Außerdem haben sich die Chancen für neue Abrüstungsvereinbarungen seit dem Ausbruch der Ukraine-Krise im Frühjahr weiter verschlechtert. Beide Seiten sind in tradierte Verhaltensmuster und die traditionelle Großmachtpolitik des vergangenen Kalten Krieges zurückgefallen. Die NATO verstärkt ihre militärische Präsenz in Osteuropa zu Land, zu Wasser wie auch in der Luft und will dort neue Militärstützpunkte errichten. Russland verlegt Truppen und Raketentests weiter in Richtung Westen und will seine strategischen Atomstreitkräfte bis 2020 vollständig erneuern. Moskau stellt mit den START-Vereinbarungen und dem INF-Vertrag über nukleare Mittelstreckenraketen sogar bisher erreichte Ergebnisse bei der atomaren Abrüstung zur Disposition. Der Dialog um Gemeinsamkeiten bei der nuklearen Raketenabwehr ist eingefroren. Der US-amerikanische Kongress drängt auf eine Beschleunigung der Stationierung von Abwehrraketen in Osteuropa. Außerdem sollen die Mittel zur Erfüllung der START-Abrüstungsverpflichtungen sowie für die Erhöhung der nuklearen Sicherheit in Russland gestrichen werden. Dabei handelt es sich beispielsweise um die sichere Lagerung radioaktiver Stoffe und die Verschrottung ausrangierter nuklearer Waffensysteme sowie den Kampf gegen den illegalen Handel mit Strahlungsmaterial.
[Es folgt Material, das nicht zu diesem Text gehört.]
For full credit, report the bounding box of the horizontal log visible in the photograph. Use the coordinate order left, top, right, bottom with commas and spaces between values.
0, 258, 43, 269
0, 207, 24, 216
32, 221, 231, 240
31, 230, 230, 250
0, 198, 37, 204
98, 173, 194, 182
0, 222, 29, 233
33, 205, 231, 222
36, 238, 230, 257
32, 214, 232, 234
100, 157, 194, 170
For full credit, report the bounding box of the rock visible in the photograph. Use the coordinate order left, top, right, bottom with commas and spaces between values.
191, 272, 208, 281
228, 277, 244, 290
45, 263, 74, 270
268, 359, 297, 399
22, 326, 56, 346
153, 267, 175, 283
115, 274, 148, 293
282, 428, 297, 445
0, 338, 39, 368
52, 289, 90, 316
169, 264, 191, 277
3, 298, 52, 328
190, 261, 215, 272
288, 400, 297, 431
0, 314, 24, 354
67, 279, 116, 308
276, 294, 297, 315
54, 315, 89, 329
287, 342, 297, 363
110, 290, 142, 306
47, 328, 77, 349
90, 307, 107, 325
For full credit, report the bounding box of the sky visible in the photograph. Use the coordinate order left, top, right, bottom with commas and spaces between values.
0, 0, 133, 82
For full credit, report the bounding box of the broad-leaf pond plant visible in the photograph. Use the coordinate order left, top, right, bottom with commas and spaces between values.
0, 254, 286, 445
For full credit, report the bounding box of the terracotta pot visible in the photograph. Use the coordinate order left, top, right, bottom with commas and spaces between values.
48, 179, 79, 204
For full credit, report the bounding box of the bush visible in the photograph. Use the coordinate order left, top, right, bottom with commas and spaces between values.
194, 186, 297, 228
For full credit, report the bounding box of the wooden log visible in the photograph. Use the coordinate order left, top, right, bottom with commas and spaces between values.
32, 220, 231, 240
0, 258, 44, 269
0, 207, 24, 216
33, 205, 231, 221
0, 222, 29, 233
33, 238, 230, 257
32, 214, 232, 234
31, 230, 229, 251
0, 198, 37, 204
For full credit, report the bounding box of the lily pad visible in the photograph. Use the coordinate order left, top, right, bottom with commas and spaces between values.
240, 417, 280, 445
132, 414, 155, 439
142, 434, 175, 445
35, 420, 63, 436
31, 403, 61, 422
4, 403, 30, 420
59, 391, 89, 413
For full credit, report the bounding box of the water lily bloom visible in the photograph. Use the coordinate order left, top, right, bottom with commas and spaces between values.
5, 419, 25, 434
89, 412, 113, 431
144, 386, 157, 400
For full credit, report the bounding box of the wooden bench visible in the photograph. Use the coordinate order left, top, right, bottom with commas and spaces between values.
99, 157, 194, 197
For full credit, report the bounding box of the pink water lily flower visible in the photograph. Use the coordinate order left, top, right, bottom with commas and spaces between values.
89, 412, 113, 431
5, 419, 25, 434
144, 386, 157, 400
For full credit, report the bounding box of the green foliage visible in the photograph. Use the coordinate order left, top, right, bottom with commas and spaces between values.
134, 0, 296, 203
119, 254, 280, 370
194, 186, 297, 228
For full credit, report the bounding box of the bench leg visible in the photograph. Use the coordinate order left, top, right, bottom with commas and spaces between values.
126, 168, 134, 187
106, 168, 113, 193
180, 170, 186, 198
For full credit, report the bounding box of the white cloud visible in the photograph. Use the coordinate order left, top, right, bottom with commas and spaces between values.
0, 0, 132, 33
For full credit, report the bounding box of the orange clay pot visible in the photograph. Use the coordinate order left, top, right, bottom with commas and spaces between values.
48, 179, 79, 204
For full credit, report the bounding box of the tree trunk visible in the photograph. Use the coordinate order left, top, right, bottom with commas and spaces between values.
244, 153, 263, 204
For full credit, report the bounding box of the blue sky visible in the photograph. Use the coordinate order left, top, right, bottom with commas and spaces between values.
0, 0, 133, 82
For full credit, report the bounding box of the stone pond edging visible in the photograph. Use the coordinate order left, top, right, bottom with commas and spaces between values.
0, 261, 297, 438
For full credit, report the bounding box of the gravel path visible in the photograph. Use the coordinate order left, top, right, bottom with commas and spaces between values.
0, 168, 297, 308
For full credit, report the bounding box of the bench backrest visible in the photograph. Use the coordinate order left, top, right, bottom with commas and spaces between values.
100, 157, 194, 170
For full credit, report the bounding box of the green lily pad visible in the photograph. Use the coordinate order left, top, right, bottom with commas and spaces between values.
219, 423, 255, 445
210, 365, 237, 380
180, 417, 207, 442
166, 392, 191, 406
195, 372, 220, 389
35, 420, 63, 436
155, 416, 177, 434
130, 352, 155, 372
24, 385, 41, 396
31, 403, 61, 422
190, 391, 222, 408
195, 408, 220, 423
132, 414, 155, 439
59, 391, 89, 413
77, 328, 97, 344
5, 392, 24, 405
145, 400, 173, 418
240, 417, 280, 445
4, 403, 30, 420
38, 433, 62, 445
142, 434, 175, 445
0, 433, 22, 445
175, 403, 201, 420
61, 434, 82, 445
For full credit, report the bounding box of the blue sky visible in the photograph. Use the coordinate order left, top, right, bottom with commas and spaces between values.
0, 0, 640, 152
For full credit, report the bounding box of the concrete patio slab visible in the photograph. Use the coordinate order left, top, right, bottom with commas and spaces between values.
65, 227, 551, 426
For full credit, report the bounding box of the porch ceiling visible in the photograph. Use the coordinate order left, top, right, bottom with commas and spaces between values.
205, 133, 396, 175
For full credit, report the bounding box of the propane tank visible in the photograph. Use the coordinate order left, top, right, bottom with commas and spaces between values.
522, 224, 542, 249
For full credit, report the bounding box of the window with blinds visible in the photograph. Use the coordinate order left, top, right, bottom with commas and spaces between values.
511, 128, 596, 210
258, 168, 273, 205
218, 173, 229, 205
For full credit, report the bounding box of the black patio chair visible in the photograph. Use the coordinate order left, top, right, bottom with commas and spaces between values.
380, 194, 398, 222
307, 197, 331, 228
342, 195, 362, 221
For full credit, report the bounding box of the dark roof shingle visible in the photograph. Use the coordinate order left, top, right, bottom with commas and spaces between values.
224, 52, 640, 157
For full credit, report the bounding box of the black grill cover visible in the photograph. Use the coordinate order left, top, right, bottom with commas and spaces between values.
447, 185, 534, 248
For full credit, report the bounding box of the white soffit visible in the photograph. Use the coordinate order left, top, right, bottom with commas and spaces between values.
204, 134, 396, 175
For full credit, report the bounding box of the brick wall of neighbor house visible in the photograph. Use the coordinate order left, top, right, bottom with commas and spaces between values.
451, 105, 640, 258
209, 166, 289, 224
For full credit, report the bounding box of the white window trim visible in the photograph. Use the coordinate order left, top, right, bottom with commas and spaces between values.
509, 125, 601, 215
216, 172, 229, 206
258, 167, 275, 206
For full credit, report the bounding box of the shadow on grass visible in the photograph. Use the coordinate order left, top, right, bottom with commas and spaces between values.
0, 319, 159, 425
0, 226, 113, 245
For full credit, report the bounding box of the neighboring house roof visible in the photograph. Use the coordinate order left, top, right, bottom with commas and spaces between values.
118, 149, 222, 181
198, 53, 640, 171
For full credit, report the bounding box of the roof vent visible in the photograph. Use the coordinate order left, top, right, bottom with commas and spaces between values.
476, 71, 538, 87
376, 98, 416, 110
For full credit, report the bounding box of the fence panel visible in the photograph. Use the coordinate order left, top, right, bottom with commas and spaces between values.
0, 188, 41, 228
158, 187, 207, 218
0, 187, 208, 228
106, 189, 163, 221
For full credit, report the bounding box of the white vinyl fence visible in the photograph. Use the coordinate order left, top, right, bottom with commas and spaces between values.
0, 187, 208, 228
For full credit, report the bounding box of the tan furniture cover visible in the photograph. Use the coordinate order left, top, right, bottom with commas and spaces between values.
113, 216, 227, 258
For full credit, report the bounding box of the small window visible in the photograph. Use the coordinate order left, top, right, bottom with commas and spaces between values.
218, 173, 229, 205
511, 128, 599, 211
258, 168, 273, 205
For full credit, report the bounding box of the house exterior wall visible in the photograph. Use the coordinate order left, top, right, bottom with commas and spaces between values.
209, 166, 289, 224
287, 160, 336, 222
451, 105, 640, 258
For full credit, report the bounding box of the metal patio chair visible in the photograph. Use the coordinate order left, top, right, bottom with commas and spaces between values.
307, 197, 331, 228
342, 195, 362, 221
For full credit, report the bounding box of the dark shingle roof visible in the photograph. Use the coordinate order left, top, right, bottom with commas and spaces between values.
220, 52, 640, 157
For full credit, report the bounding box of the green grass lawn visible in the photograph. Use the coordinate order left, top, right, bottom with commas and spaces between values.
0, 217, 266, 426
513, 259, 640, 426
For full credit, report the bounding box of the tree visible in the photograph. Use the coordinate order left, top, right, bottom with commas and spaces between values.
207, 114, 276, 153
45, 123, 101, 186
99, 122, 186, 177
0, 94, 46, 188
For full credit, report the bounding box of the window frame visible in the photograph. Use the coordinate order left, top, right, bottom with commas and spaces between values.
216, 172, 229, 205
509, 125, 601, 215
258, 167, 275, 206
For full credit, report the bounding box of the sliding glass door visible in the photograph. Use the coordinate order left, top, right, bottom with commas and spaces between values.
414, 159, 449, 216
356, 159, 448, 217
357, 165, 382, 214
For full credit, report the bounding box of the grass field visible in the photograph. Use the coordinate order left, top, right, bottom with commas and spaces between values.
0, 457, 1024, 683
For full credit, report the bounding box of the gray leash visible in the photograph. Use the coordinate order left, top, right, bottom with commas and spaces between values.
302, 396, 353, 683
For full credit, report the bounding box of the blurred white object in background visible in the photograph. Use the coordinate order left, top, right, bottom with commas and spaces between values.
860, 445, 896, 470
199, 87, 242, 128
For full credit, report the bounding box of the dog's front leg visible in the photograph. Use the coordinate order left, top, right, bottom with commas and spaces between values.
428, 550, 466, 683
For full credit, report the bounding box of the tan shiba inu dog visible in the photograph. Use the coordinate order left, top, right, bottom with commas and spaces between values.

Laut den aktuellen Zahlen des Stockholmer Friedensforschungsinstituts SIPRI ist der nach dem Kalten Krieg begonnene Abrüstungsprozess praktisch vollständig zum Erliegen gekommen. Stattdessen haben die Atommächte umfangreiche Modernisierungsprogramme begonnen, um neue Atomwaffen zu entwickeln und die Einsatzbereitschaft auf Jahrzehnte hin sicherzustellen. Die USA planen, im nächsten Jahrzehnt 355 Mrd. Dollar in ein Programm zur Modernisierung und den Erhalt ihrer Kernwaffen zu investieren. Atombomber, U-Boote wie auch Interkontinentalraketen werden durch neue ersetzt. Auch Russland arbeitet an der der Entwicklung neuer Interkontinentalraketen, die nach eigenen Angaben bei Bedarf über den Südpol fliegen und dadurch die US-amerikanische Raketenabwehr wie auch das Global-Strike-Programm aushebeln könnten. Außerdem werden die atomaren U-Boote aus sowjetischen Zeiten durch eine neue Flotte mit erweiterter Träger-Kapazität für Interkontinentalraketen mit Mehrfachsprengköpfen ersetzt.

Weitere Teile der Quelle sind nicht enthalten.